According to reports, wind turbines, which one normally finds in the countryside, can now be seen against Mumbai’s skyline. A residential complex in Bandra West has installed a miniature version of windmills atop its three buildings in a bid to reduce its carbon footprint – and monthly power bill.
The three turbines collectively produce 9 KW of electricity in a day, enough to run lights in the common areas of the society (corridors, parking, stairwells) for 12 hours. Residents say the turbines are part of a hybrid system that also includes solar panels.
“The system will help us pare down our power bill by Rs 6,000 every month,” said T R Sudhir, the secretary of the society, which houses employees of ONGC. The three buildings in the complex – Champang, Nawagam and Kalol – each have 18 flats.

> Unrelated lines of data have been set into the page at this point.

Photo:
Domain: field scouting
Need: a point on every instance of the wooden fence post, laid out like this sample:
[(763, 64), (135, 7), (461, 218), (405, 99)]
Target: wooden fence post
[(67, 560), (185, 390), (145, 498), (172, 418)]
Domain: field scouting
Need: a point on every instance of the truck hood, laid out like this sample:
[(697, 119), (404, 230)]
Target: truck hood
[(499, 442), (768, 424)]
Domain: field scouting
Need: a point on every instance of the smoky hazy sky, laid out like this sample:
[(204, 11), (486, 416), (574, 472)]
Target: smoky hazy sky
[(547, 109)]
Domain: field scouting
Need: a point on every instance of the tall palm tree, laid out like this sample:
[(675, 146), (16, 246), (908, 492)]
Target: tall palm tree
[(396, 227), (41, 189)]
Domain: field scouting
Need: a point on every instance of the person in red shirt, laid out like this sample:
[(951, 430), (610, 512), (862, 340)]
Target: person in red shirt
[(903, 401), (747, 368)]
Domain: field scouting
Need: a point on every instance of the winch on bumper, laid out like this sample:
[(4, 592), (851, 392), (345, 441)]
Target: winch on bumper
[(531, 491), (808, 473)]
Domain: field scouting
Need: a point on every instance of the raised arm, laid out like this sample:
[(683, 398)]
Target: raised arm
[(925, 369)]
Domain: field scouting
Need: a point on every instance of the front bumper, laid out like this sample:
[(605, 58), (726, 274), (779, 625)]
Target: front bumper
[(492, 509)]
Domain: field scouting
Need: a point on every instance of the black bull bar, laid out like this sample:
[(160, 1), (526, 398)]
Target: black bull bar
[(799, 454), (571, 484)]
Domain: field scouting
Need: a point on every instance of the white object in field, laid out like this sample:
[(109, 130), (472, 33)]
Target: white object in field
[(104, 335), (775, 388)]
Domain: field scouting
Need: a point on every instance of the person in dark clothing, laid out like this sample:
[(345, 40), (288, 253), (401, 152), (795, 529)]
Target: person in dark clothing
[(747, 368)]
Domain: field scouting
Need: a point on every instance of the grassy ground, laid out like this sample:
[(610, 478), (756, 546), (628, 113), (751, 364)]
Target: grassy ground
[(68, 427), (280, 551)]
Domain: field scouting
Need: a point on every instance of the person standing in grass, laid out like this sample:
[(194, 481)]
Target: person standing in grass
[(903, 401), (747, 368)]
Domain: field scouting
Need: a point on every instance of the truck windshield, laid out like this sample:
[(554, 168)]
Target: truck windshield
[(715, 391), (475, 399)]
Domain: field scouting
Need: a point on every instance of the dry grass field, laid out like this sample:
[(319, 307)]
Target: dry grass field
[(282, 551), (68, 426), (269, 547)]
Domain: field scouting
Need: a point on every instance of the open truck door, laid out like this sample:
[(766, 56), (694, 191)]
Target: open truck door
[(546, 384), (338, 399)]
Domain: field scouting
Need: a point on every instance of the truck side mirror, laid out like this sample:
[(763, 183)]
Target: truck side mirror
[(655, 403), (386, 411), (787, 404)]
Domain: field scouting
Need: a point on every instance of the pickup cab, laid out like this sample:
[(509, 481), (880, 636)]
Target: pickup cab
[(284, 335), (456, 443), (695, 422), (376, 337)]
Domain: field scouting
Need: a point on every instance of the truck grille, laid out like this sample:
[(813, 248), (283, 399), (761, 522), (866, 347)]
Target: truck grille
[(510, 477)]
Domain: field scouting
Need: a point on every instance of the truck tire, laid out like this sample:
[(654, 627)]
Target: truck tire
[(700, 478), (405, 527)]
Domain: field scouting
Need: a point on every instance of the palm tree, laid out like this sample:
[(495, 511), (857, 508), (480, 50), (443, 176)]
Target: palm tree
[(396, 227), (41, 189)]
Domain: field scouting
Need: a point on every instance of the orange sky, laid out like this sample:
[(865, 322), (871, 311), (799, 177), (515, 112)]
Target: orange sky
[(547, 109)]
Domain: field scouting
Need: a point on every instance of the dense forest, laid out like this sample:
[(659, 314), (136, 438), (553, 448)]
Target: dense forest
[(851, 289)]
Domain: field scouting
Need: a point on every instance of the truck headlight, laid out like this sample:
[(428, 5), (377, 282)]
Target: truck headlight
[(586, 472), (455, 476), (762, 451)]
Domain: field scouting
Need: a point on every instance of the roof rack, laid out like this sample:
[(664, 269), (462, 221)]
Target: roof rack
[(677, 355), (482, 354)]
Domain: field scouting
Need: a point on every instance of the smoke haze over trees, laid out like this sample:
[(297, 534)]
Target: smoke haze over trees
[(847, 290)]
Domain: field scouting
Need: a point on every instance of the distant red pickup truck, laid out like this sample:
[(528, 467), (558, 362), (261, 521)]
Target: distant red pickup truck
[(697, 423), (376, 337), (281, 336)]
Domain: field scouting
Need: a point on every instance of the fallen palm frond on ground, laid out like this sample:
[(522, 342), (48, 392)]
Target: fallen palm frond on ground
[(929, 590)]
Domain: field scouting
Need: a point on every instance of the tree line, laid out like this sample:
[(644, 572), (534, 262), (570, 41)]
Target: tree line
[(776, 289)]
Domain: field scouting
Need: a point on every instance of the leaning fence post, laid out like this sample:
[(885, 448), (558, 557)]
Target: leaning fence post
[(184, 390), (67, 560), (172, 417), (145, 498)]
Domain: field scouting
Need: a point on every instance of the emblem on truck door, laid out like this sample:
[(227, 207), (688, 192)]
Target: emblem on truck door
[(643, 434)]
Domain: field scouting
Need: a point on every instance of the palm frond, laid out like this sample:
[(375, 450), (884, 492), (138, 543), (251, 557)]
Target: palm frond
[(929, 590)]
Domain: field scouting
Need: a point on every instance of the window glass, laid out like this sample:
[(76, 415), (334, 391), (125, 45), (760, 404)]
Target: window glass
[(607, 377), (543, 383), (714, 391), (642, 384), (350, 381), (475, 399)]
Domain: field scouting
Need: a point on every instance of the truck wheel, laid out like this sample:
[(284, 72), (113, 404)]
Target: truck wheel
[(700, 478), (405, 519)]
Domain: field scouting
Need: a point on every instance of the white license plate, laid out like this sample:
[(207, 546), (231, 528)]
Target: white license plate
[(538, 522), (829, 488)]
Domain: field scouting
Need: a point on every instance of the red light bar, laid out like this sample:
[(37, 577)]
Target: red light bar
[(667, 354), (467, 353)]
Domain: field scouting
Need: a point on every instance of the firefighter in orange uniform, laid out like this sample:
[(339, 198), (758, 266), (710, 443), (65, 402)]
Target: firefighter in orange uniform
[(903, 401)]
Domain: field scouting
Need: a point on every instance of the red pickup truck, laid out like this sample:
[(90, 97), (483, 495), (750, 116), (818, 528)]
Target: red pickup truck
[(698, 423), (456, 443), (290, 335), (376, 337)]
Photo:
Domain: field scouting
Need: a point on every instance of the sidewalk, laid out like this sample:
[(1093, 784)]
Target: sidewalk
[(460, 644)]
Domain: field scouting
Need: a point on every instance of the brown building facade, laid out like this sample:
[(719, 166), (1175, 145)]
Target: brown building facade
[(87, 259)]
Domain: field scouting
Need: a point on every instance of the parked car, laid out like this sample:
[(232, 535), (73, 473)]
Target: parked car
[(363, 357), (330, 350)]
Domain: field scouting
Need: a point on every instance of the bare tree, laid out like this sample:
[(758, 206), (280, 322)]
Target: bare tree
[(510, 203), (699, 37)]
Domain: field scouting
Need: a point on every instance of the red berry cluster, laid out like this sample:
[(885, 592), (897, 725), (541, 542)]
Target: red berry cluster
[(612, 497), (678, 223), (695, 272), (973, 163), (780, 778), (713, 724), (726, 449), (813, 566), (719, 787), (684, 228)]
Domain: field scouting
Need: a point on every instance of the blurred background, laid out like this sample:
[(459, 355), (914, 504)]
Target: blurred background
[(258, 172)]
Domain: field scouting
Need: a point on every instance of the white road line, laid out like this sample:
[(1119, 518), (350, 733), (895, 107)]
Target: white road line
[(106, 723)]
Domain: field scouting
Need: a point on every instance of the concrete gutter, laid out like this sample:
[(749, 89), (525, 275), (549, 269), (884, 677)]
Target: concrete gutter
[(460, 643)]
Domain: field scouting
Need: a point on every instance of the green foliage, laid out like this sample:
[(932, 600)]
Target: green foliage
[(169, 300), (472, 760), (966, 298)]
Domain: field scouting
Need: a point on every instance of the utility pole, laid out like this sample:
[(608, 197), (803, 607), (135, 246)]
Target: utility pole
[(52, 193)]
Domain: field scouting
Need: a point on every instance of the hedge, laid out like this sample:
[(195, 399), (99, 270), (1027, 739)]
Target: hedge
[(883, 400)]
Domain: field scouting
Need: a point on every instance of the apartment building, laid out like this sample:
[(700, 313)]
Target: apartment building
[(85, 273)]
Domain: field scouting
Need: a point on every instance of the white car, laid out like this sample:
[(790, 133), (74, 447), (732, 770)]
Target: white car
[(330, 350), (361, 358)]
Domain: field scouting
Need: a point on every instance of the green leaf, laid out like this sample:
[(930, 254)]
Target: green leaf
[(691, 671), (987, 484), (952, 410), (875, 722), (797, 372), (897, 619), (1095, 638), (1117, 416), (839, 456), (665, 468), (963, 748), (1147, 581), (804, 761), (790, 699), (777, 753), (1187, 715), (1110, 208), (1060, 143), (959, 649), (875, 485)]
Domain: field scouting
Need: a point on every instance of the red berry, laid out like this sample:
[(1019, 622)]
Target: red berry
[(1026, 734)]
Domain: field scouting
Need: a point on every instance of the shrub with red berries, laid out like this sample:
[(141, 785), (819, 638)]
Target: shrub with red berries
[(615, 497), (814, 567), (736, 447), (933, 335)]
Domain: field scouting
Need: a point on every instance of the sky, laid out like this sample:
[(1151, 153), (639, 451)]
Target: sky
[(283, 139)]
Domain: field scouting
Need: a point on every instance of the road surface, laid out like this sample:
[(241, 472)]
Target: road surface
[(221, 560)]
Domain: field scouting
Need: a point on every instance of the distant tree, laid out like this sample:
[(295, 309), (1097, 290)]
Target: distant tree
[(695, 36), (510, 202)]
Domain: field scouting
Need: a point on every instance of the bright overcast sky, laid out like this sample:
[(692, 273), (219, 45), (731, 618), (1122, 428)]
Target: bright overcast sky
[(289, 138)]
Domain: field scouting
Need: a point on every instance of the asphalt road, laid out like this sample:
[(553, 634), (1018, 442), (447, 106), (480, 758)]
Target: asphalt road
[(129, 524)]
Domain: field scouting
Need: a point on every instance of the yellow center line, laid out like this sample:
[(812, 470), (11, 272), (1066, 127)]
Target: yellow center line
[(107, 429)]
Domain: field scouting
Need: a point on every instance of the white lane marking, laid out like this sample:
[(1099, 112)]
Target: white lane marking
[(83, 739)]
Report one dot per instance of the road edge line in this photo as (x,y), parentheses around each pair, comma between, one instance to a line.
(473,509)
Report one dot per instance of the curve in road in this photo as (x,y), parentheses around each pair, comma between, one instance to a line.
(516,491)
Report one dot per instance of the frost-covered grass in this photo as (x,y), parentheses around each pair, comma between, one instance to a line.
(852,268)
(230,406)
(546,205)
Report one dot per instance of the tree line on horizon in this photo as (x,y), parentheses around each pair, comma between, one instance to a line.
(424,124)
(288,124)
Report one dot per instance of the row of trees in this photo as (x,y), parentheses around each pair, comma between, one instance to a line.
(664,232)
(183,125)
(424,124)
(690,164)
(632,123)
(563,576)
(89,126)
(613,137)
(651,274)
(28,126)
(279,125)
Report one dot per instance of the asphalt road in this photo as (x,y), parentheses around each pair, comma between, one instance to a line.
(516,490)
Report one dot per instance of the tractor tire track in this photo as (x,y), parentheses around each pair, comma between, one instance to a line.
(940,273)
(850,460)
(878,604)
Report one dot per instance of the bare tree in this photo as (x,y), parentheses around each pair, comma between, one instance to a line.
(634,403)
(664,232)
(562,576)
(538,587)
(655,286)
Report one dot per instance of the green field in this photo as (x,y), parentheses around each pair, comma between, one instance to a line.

The wind turbines and solar panels were installed on their rooftops earlier this month. A senior ONGC official said that the company had borne the entire cost of Rs 20 lakh. “We will sponsor similar hybrid systems at other ONGC colonies in the city and country,” Mohan Reddy, the deputy general manager of ONGC’s corporate communication, told Mirror. “Such power generation systems are not only eco-friendly, but also cost-effective.”
Sudhir said the society was planning to take more green initiatives to reduce its dependence on the city’s power grid.
An official of Maharashtra Energy Development Agency said that more housing colonies should install wind turbines. “There are two types of windmills: one that is connected to the grid and supplies power to the area, and second that can be installed atop buildings. We give aid to buildings that take such initiatives,” he said.
The sun’s energy collected by solar panels is stored in batteries. The power generated by the wind turbines is first converted into Direct Current, and then stored in batteries. The stored power is converted into Alternating Current with the help of inverters before it is used for running lights.